As shown in Figure 4, the relative gene expression levels of CAT, SOD, heme oxygenase 1 (HO‐1), transcription factor NF‐E2‐related factor 2 (Nrf2), and NAD(P)H quinone dehydrogenase 1 (NQO1) in HFDM‐L and HFDP‐L rats were markedly increased by a higher dose legume diet compared with the HFD group. In rats fed with diets containing 10% mung bean, the mRNA levels of HO‐1 and SOD in the liver were 50.63% and 82.36% higher than those of rats fed with HFD (p < .05), respectively. The relative gene expression levels of Nrf2, NQO1, CAT, SOD, and HO‐1 in rats fed with HFDM‐H were 84.22%, 180.32%, 54.65%, 118.38%, and 79.35% higher than those in rats fed with HFD (p < .05), respectively. In HFDP‐H rats, the expression levels of Nrf2, NQO1, CAT, SOD, and HO‐1 were 80.11%, 165.92%, 53.57%, 97.54%, and 65.83% higher than those in the HFD group (p < .05).

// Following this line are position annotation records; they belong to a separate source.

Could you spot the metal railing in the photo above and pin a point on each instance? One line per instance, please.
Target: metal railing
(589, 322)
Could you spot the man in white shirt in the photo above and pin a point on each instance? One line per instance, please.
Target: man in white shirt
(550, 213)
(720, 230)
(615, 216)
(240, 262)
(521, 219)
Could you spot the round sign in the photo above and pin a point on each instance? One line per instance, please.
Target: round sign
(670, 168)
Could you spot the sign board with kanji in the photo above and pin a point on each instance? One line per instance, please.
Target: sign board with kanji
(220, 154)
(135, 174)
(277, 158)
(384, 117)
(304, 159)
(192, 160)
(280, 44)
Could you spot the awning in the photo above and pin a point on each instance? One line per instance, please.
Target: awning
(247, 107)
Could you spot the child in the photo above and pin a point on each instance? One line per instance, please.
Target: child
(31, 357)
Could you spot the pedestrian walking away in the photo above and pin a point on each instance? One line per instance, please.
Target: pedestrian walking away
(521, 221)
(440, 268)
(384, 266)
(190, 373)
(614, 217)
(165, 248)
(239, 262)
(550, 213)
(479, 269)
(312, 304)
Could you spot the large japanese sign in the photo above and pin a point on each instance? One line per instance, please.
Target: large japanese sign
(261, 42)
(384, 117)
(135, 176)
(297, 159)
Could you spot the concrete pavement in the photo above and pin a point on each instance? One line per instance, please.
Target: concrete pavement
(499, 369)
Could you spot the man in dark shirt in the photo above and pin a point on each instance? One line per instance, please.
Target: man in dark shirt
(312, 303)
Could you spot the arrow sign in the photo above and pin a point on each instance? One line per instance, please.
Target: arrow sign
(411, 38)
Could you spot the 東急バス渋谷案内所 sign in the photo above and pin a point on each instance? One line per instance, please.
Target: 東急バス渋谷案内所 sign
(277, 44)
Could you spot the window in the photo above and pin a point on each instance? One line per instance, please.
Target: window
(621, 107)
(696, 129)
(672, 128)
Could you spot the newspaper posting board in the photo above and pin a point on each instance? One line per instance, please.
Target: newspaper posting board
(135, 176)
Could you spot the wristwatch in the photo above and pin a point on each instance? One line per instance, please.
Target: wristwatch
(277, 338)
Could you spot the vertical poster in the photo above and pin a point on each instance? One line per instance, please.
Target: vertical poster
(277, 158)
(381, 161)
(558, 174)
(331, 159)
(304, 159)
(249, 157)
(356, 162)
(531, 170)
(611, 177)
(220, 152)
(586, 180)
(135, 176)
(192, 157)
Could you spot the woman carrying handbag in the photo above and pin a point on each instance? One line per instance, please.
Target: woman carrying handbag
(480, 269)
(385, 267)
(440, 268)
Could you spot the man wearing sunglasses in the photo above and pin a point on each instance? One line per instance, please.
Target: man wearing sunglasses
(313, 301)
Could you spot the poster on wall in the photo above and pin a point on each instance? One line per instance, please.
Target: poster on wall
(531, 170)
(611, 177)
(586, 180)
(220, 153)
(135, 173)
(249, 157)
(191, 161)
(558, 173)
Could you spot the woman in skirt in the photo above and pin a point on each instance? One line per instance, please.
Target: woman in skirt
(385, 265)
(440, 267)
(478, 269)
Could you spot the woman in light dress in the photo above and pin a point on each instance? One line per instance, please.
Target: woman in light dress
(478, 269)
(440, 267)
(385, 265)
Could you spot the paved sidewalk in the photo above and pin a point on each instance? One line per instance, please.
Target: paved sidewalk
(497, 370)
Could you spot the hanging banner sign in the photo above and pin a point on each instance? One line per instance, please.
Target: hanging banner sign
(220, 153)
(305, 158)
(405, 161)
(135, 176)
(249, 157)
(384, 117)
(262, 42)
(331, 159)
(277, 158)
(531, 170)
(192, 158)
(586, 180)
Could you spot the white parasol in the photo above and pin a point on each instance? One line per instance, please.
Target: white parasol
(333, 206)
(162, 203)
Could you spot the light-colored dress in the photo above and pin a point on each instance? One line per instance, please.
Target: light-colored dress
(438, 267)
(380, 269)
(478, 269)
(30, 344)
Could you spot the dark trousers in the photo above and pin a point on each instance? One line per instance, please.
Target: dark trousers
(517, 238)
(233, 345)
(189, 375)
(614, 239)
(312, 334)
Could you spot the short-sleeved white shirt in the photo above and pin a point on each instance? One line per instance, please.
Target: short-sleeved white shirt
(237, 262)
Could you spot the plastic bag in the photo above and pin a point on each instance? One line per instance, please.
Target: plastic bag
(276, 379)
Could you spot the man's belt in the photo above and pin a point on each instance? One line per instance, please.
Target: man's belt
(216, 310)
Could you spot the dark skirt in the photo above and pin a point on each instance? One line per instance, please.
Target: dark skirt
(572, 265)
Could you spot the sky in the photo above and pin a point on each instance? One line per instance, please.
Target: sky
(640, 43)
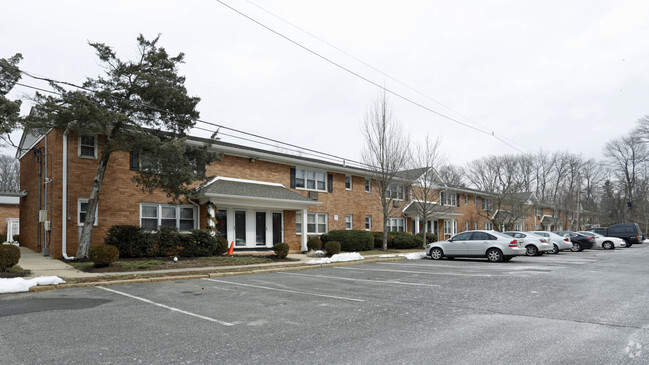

3.5. Antioxidant activity in vitro
The above results suggested that intact mung beans and peas can effectively improve oxidative stress injury induced by high‐fat diet in rats. However, the nutrients in these two kinds of legumes are complex, and it is difficult to determine which active ingredients play a key role in antioxidation. Therefore, in order to verify the main antioxidant components of mung beans and peas, these two kinds of legumes were extracted by sequential extraction methods, and the antioxidant activities of the extracts were studied in vitro and in cells. The antioxidant effects of water extracts were poor, and then, in this study, we focused on the antioxidant effects of ethanol extracts.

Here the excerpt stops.